I’ve got a database full of German names. Some have umlauts like in ‘Fürst’. I made a search form and I’m using SQL to find matches. But there’s a problem.
SELECT * FROM people
WHERE first_name LIKE '%fü%'
OR last_name LIKE '%fü%'
This query finds ‘Fürst’ but also ‘Furt’. That’s not what I want. How can I make it only find exact matches with the umlaut?
My database and tables use utf8_unicode_ci encoding. I can’t change that. I’ve already dealt with form input safety using htmlentities and html_entity_decode.
Any ideas on how to make this work right? I need to find only the names with umlauts when searching for them. Thanks for any help!
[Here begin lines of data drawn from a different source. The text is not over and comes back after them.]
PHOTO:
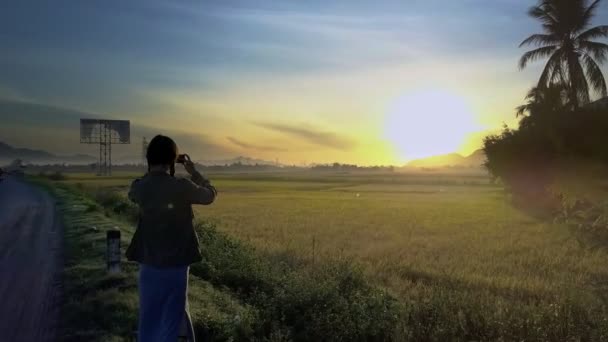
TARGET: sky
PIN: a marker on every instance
(366, 82)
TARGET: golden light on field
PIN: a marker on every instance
(428, 123)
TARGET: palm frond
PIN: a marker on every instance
(535, 54)
(539, 12)
(521, 110)
(590, 11)
(594, 33)
(553, 71)
(599, 51)
(594, 73)
(578, 81)
(540, 39)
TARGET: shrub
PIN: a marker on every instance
(331, 302)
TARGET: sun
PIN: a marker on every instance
(428, 123)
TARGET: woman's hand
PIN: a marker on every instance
(189, 165)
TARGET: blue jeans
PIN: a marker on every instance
(163, 304)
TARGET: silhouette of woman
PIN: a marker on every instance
(165, 243)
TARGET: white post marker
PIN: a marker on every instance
(113, 250)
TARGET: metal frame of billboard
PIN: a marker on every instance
(105, 133)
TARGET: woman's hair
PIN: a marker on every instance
(162, 150)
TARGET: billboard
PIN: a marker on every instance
(96, 131)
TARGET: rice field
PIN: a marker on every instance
(456, 253)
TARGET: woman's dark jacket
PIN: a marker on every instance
(165, 235)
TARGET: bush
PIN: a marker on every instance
(525, 159)
(116, 204)
(331, 302)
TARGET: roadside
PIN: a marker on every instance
(98, 306)
(30, 263)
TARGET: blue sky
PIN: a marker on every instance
(218, 65)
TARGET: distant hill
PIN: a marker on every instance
(475, 160)
(237, 160)
(9, 153)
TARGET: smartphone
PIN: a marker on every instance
(182, 158)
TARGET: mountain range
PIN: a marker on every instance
(9, 153)
(474, 160)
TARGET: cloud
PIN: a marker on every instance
(249, 146)
(321, 138)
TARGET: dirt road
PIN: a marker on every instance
(30, 263)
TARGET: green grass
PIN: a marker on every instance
(462, 262)
(103, 307)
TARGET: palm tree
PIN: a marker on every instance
(573, 58)
(544, 100)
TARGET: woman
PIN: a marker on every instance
(165, 243)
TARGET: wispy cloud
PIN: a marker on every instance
(310, 135)
(250, 146)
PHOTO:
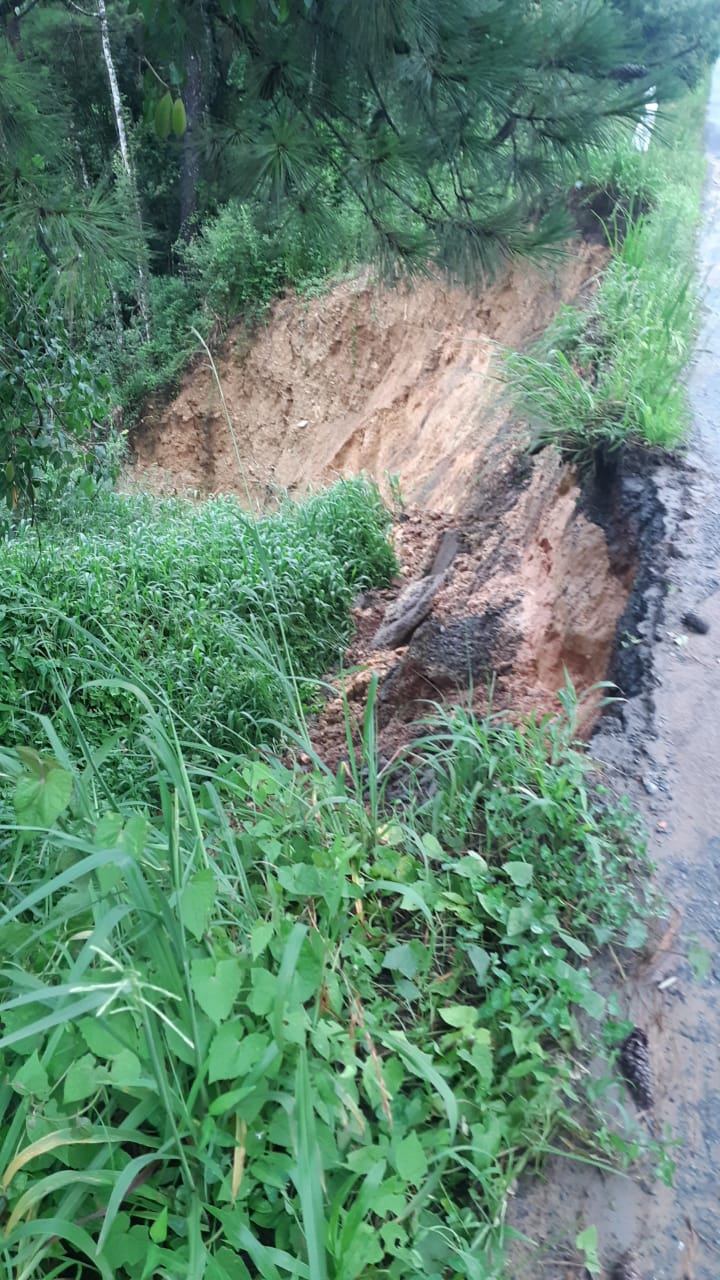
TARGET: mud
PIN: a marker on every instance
(537, 577)
(665, 752)
(390, 382)
(531, 595)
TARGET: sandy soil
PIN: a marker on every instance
(404, 382)
(665, 753)
(363, 378)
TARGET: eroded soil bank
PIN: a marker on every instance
(665, 752)
(363, 378)
(520, 577)
(510, 572)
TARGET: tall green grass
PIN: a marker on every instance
(223, 617)
(613, 375)
(274, 1031)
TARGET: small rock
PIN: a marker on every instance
(627, 1267)
(693, 622)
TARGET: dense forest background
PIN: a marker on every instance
(165, 168)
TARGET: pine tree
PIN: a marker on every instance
(454, 124)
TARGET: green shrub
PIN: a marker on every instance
(240, 266)
(264, 1034)
(614, 374)
(209, 609)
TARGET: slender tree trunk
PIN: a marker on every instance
(192, 99)
(13, 33)
(124, 154)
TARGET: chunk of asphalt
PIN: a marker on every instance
(693, 622)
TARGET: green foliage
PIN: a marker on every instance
(441, 122)
(54, 405)
(140, 368)
(203, 606)
(613, 374)
(263, 1033)
(679, 36)
(238, 269)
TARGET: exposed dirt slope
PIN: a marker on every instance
(402, 382)
(360, 379)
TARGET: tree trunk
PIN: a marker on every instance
(13, 35)
(126, 156)
(192, 99)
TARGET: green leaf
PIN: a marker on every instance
(178, 118)
(40, 800)
(196, 903)
(432, 846)
(32, 1078)
(164, 115)
(575, 945)
(520, 873)
(479, 959)
(410, 1160)
(518, 920)
(263, 987)
(636, 936)
(215, 986)
(423, 1066)
(260, 936)
(401, 960)
(308, 1175)
(463, 1016)
(233, 1052)
(126, 1070)
(82, 1080)
(108, 1037)
(587, 1243)
(159, 1229)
yo, have u tried using BINARY in ur query? it makes the search case-sensitive and might help with umlauts. like this:
SELECT * FROM people
WHERE BINARY first_name LIKE ‘%fü%’
OR BINARY last_name LIKE ‘%fü%’
just a thought. lemme know if it works for ya!
As someone who’s worked extensively with multilingual databases, I can share a solution that’s worked well for me. Instead of using LIKE, try using COLLATE with a case-sensitive, accent-sensitive collation for your comparison. Here’s an example:
SELECT * FROM people
WHERE first_name COLLATE utf8_bin = 'Fürst'
OR last_name COLLATE utf8_bin = 'Fürst'
This approach forces an exact match, including umlauts. It’s more precise than LIKE and respects the characters as they are. Remember, though, that this method requires exact input matching. If you need partial matching while still respecting umlauts, you might need to combine this with carefully constructed LIKE patterns or consider full-text search options specifically designed for German language nuances.
hey, have u considered using FULLTEXT indexing? it might help with those tricky umlaut searches. i’m curious, wat kind of German names r u dealing with? any cool historical ones? maybe we could brainstorm some creative SQL solutions together!